Now for the grades. This week we start with defense, although special teams could certainly vie for top honors again too.

Defensive Line: A
People were wondering a week ago where the starters were. Coaches said they didn't play enough to get warmed up in the Missouri State blowout. You can believe that now. The defensive line was dominant. Ryan McBean, Larry Brown, Victor DeGrate, Nathan Peterson, Marque Fountain, Darnell Smith, XLK, Derek Burton and Maurice Cummings physically dominated a veteran offensive line which included a Remington and Lombardi candidate at center in Tanner Jenkins. They finished with five sacks and 10.5 tackles for loss. The Indians could not protect their quarterback and ran successfully only because of guessing right on blitzes and stunts or because of missed tackles. In the end Arkansas State had to mass protect to get any passes off.

Linebackers: B
Chris Collins, Rodrick Johnson and Jeremy Nethon were all solid and, at times, very good. There were some missed tackles and some beaten plays in the short passing game, but it was all around a very solid effort.

Secondary: B
This could have easily been an "A" if Jacob Lacey had timed a jump better on an incomplete pass that he could have picked off, and if Calvin Mickens had not dropped an interception in his hands. Martel Van Zant helped turn the momentum around completely when he snagged a floater thrown by ASU quarterback Travis Hewitt. The secondary was excellent on run support and made some nice hits in the ball game. A serious correction from week one, no busted coverages on deep routes, although the Indians don't throw deep a lot.

Special Teams: A
Joe DeForest is one of the best in the country at scheming on special teams.
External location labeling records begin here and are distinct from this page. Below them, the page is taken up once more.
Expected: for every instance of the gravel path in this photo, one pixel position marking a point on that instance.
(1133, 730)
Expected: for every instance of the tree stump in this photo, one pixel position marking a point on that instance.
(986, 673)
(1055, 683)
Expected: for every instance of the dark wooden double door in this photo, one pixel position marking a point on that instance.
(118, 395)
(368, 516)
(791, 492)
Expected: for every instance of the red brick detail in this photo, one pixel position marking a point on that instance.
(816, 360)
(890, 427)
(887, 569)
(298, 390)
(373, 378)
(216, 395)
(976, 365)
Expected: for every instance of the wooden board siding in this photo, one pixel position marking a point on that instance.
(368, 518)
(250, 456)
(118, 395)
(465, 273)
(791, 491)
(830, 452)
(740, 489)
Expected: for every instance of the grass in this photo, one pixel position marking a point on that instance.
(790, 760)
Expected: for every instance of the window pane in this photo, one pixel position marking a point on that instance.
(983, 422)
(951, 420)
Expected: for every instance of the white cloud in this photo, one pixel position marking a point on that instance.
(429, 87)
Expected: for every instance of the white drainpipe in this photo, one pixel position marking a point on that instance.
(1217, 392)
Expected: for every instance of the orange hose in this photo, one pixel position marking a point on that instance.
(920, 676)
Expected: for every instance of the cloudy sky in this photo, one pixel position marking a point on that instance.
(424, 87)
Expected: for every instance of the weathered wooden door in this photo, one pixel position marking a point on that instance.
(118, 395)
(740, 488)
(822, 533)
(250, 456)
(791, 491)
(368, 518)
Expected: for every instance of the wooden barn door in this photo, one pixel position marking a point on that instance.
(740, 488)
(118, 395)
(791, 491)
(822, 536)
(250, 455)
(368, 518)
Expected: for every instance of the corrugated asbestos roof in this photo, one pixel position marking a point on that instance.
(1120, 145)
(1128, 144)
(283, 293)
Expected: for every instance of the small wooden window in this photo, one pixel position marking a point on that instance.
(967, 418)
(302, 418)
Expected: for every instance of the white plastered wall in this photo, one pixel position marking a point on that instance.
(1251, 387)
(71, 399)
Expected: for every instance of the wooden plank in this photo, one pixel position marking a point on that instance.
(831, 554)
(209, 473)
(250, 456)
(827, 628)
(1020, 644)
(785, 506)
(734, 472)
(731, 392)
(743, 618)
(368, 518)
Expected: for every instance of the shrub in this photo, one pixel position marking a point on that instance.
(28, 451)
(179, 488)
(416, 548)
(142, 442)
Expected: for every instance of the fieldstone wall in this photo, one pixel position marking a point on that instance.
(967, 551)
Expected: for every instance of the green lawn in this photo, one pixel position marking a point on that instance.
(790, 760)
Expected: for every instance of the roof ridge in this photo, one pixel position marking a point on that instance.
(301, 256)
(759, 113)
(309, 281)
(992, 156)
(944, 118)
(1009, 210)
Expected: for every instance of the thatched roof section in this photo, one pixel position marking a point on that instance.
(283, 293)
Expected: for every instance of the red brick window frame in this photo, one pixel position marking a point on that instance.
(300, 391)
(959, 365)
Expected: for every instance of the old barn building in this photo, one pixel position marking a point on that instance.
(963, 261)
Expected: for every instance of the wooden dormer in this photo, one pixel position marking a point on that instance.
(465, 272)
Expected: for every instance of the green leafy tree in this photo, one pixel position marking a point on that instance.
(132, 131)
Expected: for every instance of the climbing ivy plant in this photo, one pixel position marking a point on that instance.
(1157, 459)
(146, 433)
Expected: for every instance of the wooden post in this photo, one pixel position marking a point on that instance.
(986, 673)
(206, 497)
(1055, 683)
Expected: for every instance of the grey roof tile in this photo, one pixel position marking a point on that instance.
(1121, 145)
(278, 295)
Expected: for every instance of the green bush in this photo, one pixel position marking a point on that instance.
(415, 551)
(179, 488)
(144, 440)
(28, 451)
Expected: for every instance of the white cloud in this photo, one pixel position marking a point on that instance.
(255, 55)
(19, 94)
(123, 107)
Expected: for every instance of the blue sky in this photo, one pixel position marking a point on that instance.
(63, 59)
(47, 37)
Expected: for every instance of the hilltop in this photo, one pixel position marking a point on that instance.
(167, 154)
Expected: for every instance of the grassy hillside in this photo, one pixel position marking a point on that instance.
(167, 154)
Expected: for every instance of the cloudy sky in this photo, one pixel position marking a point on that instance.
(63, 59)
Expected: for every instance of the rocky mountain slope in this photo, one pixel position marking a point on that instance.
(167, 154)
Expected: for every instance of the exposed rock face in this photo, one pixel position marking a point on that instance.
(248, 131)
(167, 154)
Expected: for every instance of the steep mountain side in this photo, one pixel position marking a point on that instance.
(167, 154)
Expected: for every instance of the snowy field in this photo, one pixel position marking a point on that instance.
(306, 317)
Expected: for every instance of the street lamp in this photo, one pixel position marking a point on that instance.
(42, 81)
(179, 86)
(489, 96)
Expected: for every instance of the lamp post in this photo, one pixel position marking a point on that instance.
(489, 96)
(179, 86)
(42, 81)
The return of the quick kick is a prime example. Most coaches let that go, but DeForest had the defense ready for it in recognition and how to handle it. He coached up defensive starters, many of whom aren't on the regular punt return unit, and had them form a near picture perfect wall for freshman Perrish Cox to follow for a 49-yard return. The rest of the special teams were excellent with punter Matt Fodge showing how going back to Defo's chosen punt formation combined with Fodge's improvement has OSU averaging 52.7 yards per punt after two games.

Quarterback: C
Reid's two early miscues are plays he has to be able to see at this stage of his career. You can't throw the out on that first interception. You have to read that defensive back set to jump the route. The second ball wasn't as much a bad decision as a physical one. Brandon Pettigrew, the intended receiver is 6-5. If Reid throws that it has to clear the defender and has to be thrown where only Pettigrew can catch it or knock it down. Reid made a nice recovery, one he might not have made a year ago and that is very admirable. It shows how far he has come as a quarterback and a leader. He is a gifted runner and a little more improvement in the decisions and he is close to being a good quarterback.

Running Backs: A
No fumbles and they ran hard against a defense that really invested everybody up front to stop them. The trio of Mike Hamilton, Keith Toston and Julius Crosslin finished with 128 yards on 30 carries, an per carry average of nearly 4.3-yards per carry with may of those yards being hard earned.

Wide Receivers: C+
That last reception saved D'Juan Woods' streak of 23 games with a reception. Adarius Bowman and Ricky Price had big play receptions, but the drops are becoming a concern. Bowman and fullback Jeremiah Burton each had one early that would have helped the offense on the first drive.

Tight Ends: A+
The tight ends get separated this week because they deserve it. Brandon Pettigrew was open often on the boot action and should have had more balls thrown at him. He did catch the touchdown and a big part of this grade is Justin Waller. The backup, along with Pettigrew, had a huge night blocking as they helped turn runs by Reid and Hamilton into touchdowns.

Offensive Line: B
We have to admit that we didn't watch this area as intently, but the production was good against a defensive front that was doing everything they could to stop the run and force the issue at the line of scrimmage. The bottom line is the Cowboys won the line of scrimmage on the offensive side.